Comment on What really happens inside a dating app.

sp3tr4l@lemmy.zip ⁨2⁩ ⁨weeks⁩ ago

What do I think about this?

Well, going off of what I’m going to call ‘internal heuristics reinforced by 35 years of raw data’:

The author is very likely female and Chinese.

They use more harsh, accusatory, and direct language when describing men, and they use more soft, explanatory, and indirect language when describing women.

The various grammatical oddities sound extremely similar to ESL, native Mandarin and Cantonese speakers I’ve known personally.

Ok, from my ‘career as a data analyst’ perspective?

AB Testing

This is the only actually useful part from a ‘how do you actually make a good dating app’ perspective. It is difficult to AB test the algorithms of the feed because the change usually has an impact on the user that gets a specific variant but also users that he likes that are on any variant. Other than that, you can gain 10 points of retention just with AB testing and finding the best things that work.

It is actually pretty easy to create a dating app that works in terms of retention if you use extensive AB testing.

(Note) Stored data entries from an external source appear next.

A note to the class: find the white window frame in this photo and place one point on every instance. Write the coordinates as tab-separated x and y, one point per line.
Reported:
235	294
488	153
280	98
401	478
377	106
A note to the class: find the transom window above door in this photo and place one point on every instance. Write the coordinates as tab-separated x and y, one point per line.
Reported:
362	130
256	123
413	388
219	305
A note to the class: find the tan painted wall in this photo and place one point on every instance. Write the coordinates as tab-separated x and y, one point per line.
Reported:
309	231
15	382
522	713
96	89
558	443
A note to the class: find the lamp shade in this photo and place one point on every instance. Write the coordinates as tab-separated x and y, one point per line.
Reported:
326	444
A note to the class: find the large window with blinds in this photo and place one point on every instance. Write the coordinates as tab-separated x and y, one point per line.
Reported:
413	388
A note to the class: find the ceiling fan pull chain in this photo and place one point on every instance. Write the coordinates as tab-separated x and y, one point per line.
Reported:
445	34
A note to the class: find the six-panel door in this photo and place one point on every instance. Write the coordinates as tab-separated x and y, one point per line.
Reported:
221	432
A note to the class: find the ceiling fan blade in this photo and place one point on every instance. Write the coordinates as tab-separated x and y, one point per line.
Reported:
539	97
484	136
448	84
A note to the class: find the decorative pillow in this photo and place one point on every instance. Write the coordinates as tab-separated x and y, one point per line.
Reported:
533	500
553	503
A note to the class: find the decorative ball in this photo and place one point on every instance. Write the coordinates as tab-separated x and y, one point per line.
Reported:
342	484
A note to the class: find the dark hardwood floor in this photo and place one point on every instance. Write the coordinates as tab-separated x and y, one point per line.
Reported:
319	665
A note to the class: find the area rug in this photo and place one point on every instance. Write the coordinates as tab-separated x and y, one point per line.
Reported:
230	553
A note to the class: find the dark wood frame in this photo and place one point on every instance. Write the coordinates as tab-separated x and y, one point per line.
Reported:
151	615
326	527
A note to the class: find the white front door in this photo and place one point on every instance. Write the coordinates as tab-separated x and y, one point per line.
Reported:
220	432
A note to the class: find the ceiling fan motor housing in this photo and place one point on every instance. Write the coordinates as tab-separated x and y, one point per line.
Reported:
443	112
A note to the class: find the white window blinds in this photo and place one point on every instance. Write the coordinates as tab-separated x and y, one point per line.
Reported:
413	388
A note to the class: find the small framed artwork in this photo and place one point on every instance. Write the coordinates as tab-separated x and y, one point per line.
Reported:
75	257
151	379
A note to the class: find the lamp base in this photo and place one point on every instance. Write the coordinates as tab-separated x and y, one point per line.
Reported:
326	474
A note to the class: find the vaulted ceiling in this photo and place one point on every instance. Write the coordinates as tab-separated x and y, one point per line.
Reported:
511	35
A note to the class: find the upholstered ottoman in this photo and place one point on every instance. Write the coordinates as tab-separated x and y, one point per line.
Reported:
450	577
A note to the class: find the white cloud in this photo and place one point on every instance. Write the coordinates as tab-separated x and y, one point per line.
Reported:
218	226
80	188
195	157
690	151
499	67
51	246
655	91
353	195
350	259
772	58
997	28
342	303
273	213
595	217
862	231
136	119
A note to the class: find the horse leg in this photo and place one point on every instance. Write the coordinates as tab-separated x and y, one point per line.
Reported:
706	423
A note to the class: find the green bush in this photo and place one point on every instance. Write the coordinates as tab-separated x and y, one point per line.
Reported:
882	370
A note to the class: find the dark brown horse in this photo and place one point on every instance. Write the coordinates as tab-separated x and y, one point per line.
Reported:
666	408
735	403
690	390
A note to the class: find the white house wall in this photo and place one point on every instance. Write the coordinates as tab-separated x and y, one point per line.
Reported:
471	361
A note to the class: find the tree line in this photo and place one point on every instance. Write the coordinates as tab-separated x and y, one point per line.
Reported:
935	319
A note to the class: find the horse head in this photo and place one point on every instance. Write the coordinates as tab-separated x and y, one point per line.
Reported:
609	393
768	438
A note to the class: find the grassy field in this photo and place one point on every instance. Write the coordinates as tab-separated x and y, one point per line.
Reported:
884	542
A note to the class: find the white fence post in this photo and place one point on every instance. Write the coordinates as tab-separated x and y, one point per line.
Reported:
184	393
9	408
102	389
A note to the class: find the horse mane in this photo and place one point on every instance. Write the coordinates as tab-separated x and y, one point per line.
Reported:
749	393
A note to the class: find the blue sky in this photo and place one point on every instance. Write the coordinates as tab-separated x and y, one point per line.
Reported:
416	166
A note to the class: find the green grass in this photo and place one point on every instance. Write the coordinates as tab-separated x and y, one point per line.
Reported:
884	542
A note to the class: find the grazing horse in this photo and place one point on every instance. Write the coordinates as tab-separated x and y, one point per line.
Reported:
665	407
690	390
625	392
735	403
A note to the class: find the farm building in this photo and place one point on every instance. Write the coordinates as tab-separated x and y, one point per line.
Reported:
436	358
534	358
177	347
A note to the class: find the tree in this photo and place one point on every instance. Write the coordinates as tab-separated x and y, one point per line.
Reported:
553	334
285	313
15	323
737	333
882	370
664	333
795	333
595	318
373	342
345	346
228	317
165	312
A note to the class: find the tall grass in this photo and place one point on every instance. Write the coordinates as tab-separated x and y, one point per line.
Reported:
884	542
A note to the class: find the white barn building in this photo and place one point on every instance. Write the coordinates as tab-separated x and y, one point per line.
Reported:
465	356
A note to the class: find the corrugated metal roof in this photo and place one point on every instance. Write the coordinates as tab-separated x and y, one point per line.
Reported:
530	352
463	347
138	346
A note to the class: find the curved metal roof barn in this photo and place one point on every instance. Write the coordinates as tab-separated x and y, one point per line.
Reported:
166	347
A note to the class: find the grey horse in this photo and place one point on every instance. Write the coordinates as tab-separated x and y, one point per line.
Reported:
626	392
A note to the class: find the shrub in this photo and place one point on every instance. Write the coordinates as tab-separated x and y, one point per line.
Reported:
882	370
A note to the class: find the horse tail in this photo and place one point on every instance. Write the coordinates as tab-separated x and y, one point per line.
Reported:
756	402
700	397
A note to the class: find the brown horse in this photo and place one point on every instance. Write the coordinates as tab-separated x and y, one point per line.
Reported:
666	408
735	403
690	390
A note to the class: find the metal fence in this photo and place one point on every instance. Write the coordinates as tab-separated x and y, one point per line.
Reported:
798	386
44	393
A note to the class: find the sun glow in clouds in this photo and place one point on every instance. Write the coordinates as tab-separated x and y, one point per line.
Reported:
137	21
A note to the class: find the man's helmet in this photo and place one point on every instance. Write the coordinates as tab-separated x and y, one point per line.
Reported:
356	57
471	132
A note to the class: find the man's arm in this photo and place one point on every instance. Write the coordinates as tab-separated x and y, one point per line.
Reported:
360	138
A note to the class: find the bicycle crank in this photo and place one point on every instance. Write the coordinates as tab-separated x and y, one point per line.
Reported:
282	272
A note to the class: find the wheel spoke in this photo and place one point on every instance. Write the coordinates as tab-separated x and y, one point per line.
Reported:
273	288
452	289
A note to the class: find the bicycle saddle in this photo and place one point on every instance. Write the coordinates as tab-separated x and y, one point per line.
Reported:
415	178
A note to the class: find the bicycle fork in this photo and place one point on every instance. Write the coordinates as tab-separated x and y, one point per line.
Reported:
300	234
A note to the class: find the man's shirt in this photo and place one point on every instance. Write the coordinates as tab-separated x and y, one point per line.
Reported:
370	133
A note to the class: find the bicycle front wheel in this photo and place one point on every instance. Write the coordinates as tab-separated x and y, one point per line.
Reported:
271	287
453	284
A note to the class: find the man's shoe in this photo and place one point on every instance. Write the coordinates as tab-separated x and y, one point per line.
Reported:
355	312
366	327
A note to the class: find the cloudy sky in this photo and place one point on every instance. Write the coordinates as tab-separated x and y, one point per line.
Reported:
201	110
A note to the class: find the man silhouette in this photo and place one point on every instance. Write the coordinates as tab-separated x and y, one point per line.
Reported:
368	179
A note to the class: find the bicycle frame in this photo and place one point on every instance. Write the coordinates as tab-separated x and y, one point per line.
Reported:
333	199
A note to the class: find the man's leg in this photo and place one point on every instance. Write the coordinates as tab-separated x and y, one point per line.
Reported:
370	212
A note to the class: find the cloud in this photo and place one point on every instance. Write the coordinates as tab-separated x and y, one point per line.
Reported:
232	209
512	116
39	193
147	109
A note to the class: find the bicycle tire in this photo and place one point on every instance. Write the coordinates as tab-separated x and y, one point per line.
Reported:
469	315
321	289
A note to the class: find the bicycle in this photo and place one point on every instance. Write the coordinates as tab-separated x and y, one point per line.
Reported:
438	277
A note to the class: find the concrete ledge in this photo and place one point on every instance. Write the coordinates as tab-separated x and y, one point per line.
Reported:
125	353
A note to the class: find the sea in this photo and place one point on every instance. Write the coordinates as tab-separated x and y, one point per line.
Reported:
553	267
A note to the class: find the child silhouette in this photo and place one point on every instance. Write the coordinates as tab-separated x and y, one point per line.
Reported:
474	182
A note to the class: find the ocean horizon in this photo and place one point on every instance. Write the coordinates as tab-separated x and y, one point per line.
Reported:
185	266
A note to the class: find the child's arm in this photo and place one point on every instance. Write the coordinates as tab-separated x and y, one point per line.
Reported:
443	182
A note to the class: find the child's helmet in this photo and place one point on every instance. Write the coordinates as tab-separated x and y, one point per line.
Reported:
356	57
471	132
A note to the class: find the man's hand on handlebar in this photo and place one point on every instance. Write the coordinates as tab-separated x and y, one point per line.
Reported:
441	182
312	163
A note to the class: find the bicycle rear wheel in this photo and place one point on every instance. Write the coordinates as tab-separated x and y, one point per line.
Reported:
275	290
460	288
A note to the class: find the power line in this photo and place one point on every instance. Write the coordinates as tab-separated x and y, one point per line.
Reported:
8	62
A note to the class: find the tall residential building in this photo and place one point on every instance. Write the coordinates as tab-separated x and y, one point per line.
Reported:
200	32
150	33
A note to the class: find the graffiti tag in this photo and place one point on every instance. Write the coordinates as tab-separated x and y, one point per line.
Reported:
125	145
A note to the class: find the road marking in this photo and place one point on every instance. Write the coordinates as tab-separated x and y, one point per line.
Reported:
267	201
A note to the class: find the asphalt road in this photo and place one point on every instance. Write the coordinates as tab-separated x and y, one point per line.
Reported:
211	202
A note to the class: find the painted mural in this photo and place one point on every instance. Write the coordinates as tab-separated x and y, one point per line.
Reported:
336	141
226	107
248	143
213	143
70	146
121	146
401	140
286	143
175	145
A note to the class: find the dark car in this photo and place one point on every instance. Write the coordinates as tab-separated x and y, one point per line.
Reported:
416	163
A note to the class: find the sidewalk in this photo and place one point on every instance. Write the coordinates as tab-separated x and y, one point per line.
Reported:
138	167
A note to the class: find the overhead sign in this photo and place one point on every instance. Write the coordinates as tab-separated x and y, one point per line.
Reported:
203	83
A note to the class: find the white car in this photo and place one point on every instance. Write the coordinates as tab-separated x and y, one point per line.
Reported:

Yes, yep, AB testing works.

Too bad the vast majority of the analysis is devotes to explaining how things don’t work or aren’t that impactful or at best, prevent retention from falling.

The word ‘retention’ appears 72 times in this post, and that blurb I quoted there is literally the only time it is mentioned within a context of doing something to change the algorithm, the underlying nature of the app, that improves retention, by a specific amount, across the board.

That means AB testing is the actual secret sauce, and well, there aren’t any details because then the sauce wouldn’t be secret any more.

I have some background in economics.

In econ, specifically hedonics, attempting to determine a consumers actual preference for one basket of goods vs another, you’ve got the core concept of cardinal preferences and ordinal preferences.

I’ve also got a background in poli sci.

The same basic concept underlies ranked choice vs first past the post voting.

Long and short of it is: To get a result that does a far better job of actually understanding preferences, and matching them with outcomes… you have to de-abstractify decisions and make people actually think about them.

An example in a dating app would be: If you match on someone who has something you’ve indicated as a red flag, but pass on someone who doesn’t… you tell the user what they did, and ask the user why they did that.

The ‘good’ way to proceed with this would be to inform the user when they are being inconsistent, to actually help them figure out what they actually want, explain their inconsistencies to them, have a way of suggesting

The ‘bad’ way to proceed with this would be just track this kind of ‘hypocrisy’ score in the background, and not help the user become less of a hypocrite. Then, you sprinkle (or firehose!) peoples feeds with hypocrites who have a decent enough chance of matching, but you know have a high likelihood of having a it not working out after some weeks or months, thus creating a perpetual soul grinding machine that keeps you coming back.